Milano, 31 dicembre 2017 - Mister Golia ora si sente come Davide davanti al gigante della giustizia. «Beffato da un truffatore, ma anche dai paradossi della burocrazia dei tribunali». Al signor Caremoli, 46 anni, del grande impero fondato sulla caramella tonda alla liquirizia non resta che il nome, lo stesso dell’antenato che la fondò. L’azienda è da tempo in altre mani e parte della fortuna ereditata da un papà troppo presto scomparso è stata ampiamente intaccata da una truffa rocambolesca per la quale vide sparire 1,2 miliardi di vecchie lire. Soprattutto, nonostante la magistratura abbia messo le mani su un tesoretto da 23 milioni di euro, Davide non vedrà più un centesimo di risarcimento.

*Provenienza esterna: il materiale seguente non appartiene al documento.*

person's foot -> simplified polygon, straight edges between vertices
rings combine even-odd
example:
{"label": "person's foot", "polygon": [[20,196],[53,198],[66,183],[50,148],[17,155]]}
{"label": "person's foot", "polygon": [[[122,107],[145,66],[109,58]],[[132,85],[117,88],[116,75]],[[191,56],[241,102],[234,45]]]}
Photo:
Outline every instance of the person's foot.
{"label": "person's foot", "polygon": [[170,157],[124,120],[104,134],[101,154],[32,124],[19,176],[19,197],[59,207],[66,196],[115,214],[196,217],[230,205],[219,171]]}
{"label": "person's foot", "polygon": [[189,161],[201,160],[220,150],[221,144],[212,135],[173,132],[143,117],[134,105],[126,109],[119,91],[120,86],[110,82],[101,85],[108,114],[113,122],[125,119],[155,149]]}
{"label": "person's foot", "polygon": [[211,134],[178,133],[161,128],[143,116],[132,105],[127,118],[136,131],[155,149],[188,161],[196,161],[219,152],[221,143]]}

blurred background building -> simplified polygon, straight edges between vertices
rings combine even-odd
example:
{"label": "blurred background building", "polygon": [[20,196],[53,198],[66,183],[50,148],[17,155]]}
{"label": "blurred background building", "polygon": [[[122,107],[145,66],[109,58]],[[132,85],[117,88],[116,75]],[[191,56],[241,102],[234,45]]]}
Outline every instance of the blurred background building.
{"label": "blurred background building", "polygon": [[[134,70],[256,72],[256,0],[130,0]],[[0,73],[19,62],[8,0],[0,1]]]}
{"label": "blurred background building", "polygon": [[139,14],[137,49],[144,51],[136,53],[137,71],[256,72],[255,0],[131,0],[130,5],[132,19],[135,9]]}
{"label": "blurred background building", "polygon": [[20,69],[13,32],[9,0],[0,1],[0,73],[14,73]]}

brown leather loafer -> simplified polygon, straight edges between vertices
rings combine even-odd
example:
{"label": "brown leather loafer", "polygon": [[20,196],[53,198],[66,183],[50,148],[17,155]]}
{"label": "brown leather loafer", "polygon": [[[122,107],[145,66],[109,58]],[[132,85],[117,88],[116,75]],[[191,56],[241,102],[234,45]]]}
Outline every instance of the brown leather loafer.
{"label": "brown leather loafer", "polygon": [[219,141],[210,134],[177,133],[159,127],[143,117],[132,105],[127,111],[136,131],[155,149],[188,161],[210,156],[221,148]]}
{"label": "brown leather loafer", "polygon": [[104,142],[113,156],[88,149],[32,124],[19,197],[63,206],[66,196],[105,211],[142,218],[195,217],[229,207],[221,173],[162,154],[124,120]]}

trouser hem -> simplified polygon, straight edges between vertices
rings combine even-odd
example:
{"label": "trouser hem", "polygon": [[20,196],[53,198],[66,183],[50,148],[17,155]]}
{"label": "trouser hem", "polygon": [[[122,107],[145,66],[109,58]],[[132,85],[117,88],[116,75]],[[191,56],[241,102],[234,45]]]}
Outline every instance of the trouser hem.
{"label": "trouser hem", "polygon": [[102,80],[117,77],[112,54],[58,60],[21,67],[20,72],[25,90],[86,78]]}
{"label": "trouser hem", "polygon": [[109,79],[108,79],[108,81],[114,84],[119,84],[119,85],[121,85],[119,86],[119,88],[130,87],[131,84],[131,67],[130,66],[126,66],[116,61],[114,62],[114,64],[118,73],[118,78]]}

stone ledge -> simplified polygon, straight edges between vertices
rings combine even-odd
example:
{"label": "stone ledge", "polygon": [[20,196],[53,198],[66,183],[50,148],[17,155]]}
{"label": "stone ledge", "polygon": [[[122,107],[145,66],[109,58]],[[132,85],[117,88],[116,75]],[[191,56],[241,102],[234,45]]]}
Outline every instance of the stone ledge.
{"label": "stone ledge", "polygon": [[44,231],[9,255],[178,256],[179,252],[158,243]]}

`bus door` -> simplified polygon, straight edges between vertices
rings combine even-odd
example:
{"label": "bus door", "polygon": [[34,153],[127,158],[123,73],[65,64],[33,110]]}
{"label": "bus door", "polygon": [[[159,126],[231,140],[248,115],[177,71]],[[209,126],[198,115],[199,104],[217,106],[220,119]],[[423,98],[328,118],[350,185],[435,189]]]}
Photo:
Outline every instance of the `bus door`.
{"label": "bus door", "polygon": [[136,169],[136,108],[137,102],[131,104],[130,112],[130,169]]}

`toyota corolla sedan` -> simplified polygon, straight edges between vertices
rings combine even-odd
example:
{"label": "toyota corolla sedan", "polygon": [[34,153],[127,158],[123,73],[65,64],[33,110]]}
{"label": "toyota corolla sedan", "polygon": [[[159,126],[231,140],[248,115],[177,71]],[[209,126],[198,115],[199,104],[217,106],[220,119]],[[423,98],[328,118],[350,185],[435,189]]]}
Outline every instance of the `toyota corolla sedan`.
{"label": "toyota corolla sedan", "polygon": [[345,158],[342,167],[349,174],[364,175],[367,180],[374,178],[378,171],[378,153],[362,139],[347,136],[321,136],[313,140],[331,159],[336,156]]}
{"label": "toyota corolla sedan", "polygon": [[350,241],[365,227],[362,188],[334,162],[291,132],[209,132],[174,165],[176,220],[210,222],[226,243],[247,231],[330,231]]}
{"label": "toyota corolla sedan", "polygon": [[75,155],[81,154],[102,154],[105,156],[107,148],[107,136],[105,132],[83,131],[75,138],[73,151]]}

L’ultimo rampollo della dinastia di imprenditori dolciari oggi si dedica a consulenze informatiche. Ma la storia del raggiro gli pesa. Tutto comincia dopo il 1986, anno di cessione dell’azienda fondata nel 1913. «Avevo 14 anni, troppo giovane per continuare nell’attività di famiglia – spiega – Tempo dopo, mi impegnai a finanziare un’associazione sportiva a Monza, che si occupava di cavalli, una delle mie passioni». Il factotum è una persona vicina, considerata di assoluta fiducia. Ma nel tempo, lentamente, distrae i fondi del sodalizio e «si appropria dei soldi», spiega Caremoli. Che se ne accorge purtroppo quando ormai “l’amico” ha «fatto sparire un miliardo e duecento milioni. Scoprimmo tutto nel 1994 perché l’associazione ci costava come una squadra di Serie C». Poi denunce, avvocati e guai. La vicenda giudiziaria si trascina «fino al 2012. E naturalmente si chiude con la prescrizione», aggiunge. Fortunatamente, i giudici gli concedono una provvisionale: 115mila euro. «Il truffatore aveva un reddito e ottenemmo il sequestro del quinto dello stipendio: 750 euro al mese – aggiunge amaro Caremoli –. Ci avrei messo quarant’anni per riavere un pezzettino della cifra sottratta, ma almeno era qualcosa...».

Era e non è. Perché il presunto responsabile del raggiro incappa in un guaio più grosso. Un traffico internazionale di farmaci antitumorali rubati e finisce in carcere. Un vortice di incassi illeciti che ruota attorno a una società, la Equi Farma, gestita con la famiglia da un farmacista monzese, «il mio uomo», attacca ancora Caremoli. La vicenda si è chiusa con condanne in primo grado e patteggiamenti, «ma soprattutto con risarcimenti notevoli ai danneggiati - aggiunge il consulente informatico - e ben 23 milioni di euro sequestrati». Soldi dei quali il truffato del 1994 non vedrà un euro, «perché la raccomandata che avevo spedito in tribunale a Monza era stata persa. E per di più con la beffa che da quando è scoppiata l’inchiesta di quei 750 euro al mese, ovviamente, si è persa ogni traccia».